Sibila Líbica. Foto: Commons Wikimedia (domínio público).

Nos quatro ângulos do grande teto retangular, Michelangelo retratou quatro episódios da salvação milagrosa do povo de Israel.


Judite e Holofernes. Foto: Commons Wikimedia (domínio público).

A Criação de Adão

Dentre os afrescos pintados por Michelangelo, ¨A Criação de Adão¨ (foto de capa deste artigo) foi a obra mais difundida e reproduzida mundo afora, devido à sensibilidade, inspiração e criatividade do artista em representar este episódio da Bíblia. ¨A Criação de Adão¨ é considerada uma das mais importantes obras de arte já feitas.

Capela Sistina
A Criação de Adão.

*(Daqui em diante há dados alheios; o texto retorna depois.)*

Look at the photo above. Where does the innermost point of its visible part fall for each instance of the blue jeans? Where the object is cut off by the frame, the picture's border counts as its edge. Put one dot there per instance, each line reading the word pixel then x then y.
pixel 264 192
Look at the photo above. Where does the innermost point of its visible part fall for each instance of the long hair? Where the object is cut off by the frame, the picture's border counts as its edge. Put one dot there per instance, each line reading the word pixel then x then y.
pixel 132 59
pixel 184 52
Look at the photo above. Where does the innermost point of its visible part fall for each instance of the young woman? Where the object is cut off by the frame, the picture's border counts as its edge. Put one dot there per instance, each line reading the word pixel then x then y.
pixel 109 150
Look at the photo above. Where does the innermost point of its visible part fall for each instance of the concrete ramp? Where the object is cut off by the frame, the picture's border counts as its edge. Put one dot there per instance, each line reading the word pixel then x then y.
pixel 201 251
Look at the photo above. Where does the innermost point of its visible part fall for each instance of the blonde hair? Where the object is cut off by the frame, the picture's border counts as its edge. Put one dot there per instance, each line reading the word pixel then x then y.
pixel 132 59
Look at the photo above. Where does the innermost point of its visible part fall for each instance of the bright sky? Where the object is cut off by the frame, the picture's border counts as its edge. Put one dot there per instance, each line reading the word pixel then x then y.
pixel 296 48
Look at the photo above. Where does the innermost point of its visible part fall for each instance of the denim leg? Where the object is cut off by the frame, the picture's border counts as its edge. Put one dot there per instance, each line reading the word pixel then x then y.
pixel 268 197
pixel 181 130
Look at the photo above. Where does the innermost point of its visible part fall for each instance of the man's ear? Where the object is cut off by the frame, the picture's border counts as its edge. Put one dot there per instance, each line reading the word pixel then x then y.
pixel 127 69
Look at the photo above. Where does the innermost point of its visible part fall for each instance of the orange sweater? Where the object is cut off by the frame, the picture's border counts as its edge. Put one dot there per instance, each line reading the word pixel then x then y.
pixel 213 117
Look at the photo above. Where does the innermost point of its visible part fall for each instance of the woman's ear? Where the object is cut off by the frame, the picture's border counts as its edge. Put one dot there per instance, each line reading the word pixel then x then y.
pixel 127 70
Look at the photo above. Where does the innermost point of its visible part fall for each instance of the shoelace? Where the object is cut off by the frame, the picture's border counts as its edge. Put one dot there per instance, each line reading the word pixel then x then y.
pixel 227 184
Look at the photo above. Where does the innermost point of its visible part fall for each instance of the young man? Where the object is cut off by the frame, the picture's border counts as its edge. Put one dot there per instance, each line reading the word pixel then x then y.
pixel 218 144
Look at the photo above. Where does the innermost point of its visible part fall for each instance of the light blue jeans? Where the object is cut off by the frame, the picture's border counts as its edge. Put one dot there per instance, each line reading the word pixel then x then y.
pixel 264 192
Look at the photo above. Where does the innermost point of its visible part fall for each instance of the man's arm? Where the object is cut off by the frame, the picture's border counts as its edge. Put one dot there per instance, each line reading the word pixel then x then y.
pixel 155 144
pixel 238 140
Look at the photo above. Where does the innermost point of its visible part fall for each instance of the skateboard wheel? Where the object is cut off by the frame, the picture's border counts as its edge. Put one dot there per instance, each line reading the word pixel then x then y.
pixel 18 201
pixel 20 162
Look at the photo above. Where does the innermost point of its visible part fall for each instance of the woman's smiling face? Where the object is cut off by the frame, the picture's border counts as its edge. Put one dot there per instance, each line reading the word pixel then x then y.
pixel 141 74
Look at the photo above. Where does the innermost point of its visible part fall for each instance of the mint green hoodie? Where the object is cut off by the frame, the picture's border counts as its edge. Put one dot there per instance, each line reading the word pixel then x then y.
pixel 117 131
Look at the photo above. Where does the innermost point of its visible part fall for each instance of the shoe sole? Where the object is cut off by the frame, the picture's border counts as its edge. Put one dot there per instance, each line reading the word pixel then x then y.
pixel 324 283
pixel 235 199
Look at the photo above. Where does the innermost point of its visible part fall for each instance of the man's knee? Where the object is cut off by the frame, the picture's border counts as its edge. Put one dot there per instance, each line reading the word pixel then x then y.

Foto: Commons Wikimedia (domínio público).

Nela, Deus aparece representado como um senhor barbudo de cabelos brancos, na medida em que teria criado o ser humano à sua imagem e semelhança. O criador encontra-se vestido com um manto branco, o qual contorna seu vigoroso corpo. Ele está cercado por anjos e com seu braço esquerdo abraçando uma figura feminina (que em algumas interpretações seria Eva, que ainda estaria aguardando sua descida ao firmamento).

Adão, por sua vez, se encontra nú, semi-deitado e inclinado em direção a Deus, olhando-o e esticando a ele seu braço que está apoiado sobre o seu joelho.

O ¨insight¨ genial e diríamos, também, bastante poético de Michelangelo, foi a representação dos dedos de Deus e do homem quase se tocando. A pequena distância que existe entre ambos seria suficientemente preenchida com um pequeno gesto do ser mortal em esticar-se um pouco mais, tocando assim o dedo divino. O que isso significa? Não ousamos aqui definir uma resposta, pois ela é dotada de mistério, mas uma das principais interpretações é a de que o homem ainda estaria sem vitalidade neste momento precedente ao toque de Deus, direto e enérgico, que viria por lhe conferir a vida.

Uma curiosidade sobre a ¨Criação de Adão¨ é que, em 1990, o americano Frank Lynn Meshberger afirmou que o manto vermelho no qual Deus, a figura feminina, e seus anjos estão envoltos, possui o formato de um cérebro humano (incluindo o lobo frontal, nervo óptico, glândula pituitária e o cerebelo). Existem algumas outras especulações sobre supostos órgãos humanos que estariam camuflados nos afrescos de Michelangelo na Capela Sistina, já que o mesmo era um conhecedor de anatomia.

O Juízo Universal

Foi por volta do final do ano de 1.533 (período considerado como Renascimento Tardio) que o Papa Clemente VII decidiu, por mais uma vez, modificar a Capela Sistina. Assim sendo, entregou a Michelangelo a parede do altar, na qual foi retratado o episódio bíblico do Juízo Universal (ou Juízo Final em algumas traduções). A obra iniciou-se, porém, em 1.536 e sob o pontificado do Papa Paulo III, findando-se em 1.541.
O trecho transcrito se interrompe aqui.